そう言って、僕は優しくストレイの頭をなでる。




『ぱ……ぱ』




「受け入れるよ。お前を、お前の悲しみを」




『ぱぱ』


 ストレイが嬉しそうに僕の顔を見つめる。僕も優しく見つめ返す。そして、抱きしめる。すうーっと、ストレイが黒い粒子状に拡散し、僕の全身に収束する。暖かい満ち足りたように感じる。そして、すっと小鳥が僕の体から飛び出してくる。




『ボ……ク、コ……ロ……チャン?』




「いいや、君はころちゃんじゃない。ころちゃんは死んだんだ。君の名前は、そうだエルピス。エルはどうだ。」




『エル……エル……ボク……エル』


「ピー。ピー。ピー」


 ストレイと名付けられた怪物は、エルという名を得た。エルは嬉しいのか。部屋の周囲を飛び回る。今度は、暴風も何も起こらない。そして、僕の肩に嬉しそうにとまる。




「エル、もうころちゃんのまねをしなくても大丈夫だよ」


僕は肩に止まったエルに対して言う。




『ボク…………コノ……ママガ……イイ』




僕はその小さな小鳥を指に乗せ。「よろしくね」と頭をなでる。


エルは翼を広げ、分かったぞと言いたげな表情。


「いって!いてて」


急に、腹部に痛みを感じる。興奮していたからかメスの刺さって出血していた腹部が急に痛む。




「まったく我慢は禁物ですよ」


 先生がおもむろにポケットの中から、小さな箱を取り出す。あやしく黒光りしている。




「何です?それ?」




「ああー。間違いました。これは先生の秘密道具 終ついの章第56番の破壊兵器です」




「……………………」


しばらくの間沈黙が流れる。




「冗談ですよ。分かりませんか?はははは」


 先生が顎に手を添えて大笑いしている。そして、おもむろにまたポケットに手を突っ込むと包帯を取り出し乱暴に巻き付ける。心なしか痛みを感じた。
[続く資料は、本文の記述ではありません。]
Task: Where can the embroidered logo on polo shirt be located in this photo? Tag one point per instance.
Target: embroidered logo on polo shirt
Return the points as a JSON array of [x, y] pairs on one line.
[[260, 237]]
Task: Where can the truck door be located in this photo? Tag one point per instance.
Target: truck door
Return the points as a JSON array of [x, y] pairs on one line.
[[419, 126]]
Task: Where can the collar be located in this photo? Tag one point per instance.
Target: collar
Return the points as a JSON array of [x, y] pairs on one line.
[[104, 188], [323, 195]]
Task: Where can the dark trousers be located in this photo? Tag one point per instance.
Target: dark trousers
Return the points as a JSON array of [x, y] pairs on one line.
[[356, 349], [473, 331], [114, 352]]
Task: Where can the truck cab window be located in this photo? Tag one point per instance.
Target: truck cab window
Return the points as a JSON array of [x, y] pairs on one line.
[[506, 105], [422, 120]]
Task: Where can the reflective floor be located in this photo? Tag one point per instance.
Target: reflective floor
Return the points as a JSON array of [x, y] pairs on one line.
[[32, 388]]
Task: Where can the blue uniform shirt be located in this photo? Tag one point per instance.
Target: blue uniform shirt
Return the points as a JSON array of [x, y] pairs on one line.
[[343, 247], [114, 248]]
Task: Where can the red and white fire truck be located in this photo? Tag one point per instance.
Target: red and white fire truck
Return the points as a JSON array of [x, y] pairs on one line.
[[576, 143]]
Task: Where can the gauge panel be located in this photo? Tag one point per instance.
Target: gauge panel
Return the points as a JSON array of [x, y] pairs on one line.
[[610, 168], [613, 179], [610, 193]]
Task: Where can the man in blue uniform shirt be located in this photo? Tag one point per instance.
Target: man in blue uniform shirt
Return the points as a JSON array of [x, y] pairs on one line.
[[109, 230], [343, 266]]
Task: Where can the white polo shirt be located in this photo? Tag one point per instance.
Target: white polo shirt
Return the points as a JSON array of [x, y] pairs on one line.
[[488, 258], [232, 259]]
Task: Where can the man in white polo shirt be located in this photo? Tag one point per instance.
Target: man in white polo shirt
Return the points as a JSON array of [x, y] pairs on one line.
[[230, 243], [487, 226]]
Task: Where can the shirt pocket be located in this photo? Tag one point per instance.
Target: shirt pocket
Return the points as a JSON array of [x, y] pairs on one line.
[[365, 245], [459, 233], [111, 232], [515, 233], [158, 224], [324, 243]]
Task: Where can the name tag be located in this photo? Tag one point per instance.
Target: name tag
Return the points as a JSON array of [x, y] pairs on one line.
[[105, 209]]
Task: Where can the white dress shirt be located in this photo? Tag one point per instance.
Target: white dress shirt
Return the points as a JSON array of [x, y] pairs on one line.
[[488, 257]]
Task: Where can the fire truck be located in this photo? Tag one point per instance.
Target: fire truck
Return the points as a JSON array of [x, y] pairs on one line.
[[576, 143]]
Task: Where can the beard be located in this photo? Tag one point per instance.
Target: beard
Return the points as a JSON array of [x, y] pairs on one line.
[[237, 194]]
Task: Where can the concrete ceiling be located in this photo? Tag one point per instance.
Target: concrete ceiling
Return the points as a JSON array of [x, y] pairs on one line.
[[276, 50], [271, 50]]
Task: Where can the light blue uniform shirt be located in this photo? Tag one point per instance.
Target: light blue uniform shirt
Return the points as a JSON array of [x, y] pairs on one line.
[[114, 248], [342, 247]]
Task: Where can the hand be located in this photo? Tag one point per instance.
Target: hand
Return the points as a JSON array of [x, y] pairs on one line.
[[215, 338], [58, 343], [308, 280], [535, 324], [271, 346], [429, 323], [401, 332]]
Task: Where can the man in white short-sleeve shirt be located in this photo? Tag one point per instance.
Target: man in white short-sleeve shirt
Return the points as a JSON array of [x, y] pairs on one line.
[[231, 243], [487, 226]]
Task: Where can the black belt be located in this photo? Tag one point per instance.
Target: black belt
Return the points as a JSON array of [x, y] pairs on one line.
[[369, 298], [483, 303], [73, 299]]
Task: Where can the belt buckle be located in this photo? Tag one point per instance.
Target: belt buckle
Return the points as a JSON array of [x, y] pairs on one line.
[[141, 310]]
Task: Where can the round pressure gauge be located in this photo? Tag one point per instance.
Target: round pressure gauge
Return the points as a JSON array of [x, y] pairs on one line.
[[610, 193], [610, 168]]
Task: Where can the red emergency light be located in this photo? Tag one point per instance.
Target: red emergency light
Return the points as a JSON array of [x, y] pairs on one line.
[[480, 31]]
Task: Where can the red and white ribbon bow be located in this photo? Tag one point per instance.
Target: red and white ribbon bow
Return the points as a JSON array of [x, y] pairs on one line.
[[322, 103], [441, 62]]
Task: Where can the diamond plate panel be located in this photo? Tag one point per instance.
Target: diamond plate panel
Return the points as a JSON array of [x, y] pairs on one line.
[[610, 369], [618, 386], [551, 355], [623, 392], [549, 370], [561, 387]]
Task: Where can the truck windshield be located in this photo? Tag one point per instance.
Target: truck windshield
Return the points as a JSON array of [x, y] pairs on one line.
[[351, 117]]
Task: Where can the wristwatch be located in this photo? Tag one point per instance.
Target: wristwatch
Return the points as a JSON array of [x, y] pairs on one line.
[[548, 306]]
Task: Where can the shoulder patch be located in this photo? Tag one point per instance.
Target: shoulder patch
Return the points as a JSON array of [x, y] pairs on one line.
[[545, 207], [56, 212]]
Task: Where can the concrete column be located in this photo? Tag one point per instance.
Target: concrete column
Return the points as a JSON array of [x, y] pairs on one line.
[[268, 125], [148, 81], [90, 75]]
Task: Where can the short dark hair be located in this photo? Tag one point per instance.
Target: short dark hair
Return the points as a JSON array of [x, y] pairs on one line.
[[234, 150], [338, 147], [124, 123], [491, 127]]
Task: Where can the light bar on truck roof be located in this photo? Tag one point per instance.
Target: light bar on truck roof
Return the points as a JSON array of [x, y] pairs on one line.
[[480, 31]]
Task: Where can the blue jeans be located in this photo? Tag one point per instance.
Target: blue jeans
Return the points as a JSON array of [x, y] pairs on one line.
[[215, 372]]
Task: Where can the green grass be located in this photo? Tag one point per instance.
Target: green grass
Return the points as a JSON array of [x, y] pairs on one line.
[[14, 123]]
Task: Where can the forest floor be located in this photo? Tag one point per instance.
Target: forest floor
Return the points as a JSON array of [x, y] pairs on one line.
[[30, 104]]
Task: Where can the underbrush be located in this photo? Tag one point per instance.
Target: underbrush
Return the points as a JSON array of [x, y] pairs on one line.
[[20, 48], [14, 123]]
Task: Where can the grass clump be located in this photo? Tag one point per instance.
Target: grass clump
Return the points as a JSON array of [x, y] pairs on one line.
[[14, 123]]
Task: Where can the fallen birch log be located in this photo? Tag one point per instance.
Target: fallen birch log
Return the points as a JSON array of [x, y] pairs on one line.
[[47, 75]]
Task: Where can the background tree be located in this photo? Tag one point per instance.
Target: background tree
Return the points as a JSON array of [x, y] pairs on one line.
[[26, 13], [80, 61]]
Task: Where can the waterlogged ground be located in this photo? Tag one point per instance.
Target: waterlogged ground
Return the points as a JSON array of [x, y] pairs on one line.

(先生、嬉しい半分怒っているんですよ。危ないじゃないですか)






「一見落着ですかね。みやこ、小町、しずく出ていらっしゃい」


 そう言って、拉げた(ひしゃげた)ドアの向こうに手招きする。そうすると、三人の女性が僕たちのいた部屋に入ってきた。




「相馬!」


 二つに結った黒い髪をなびかせて安達相馬のもとに駆け寄る。続けて、青い髪の少女しずくが、山県のもとに駆け寄る。


「だ、大丈夫ですか」




「ん、んう、しずくか。俺はどうして」




「分かりませんが気を失ってたみたいですよ」




「立てますか。ああ」


 肩を貸しますとしずくが、山県に付きそう。




「いや、大丈夫だ」




 僕はその光景を見て、なんだか安達や山県に負けた気がしてきた。遅れて、白みのあるグレーの髪を後に結ったハーフアップの女性、みやこが僕に駆け寄ってくる。青みがかったグレーの瞳が覗いてくる。




「これ? 大丈夫なの?」


身を強張らせながら、つんつんとエルの頬っぺたをつつく。エルは首をかしてげあくびをする。さっきまでの狂暴さが嘘のようだ。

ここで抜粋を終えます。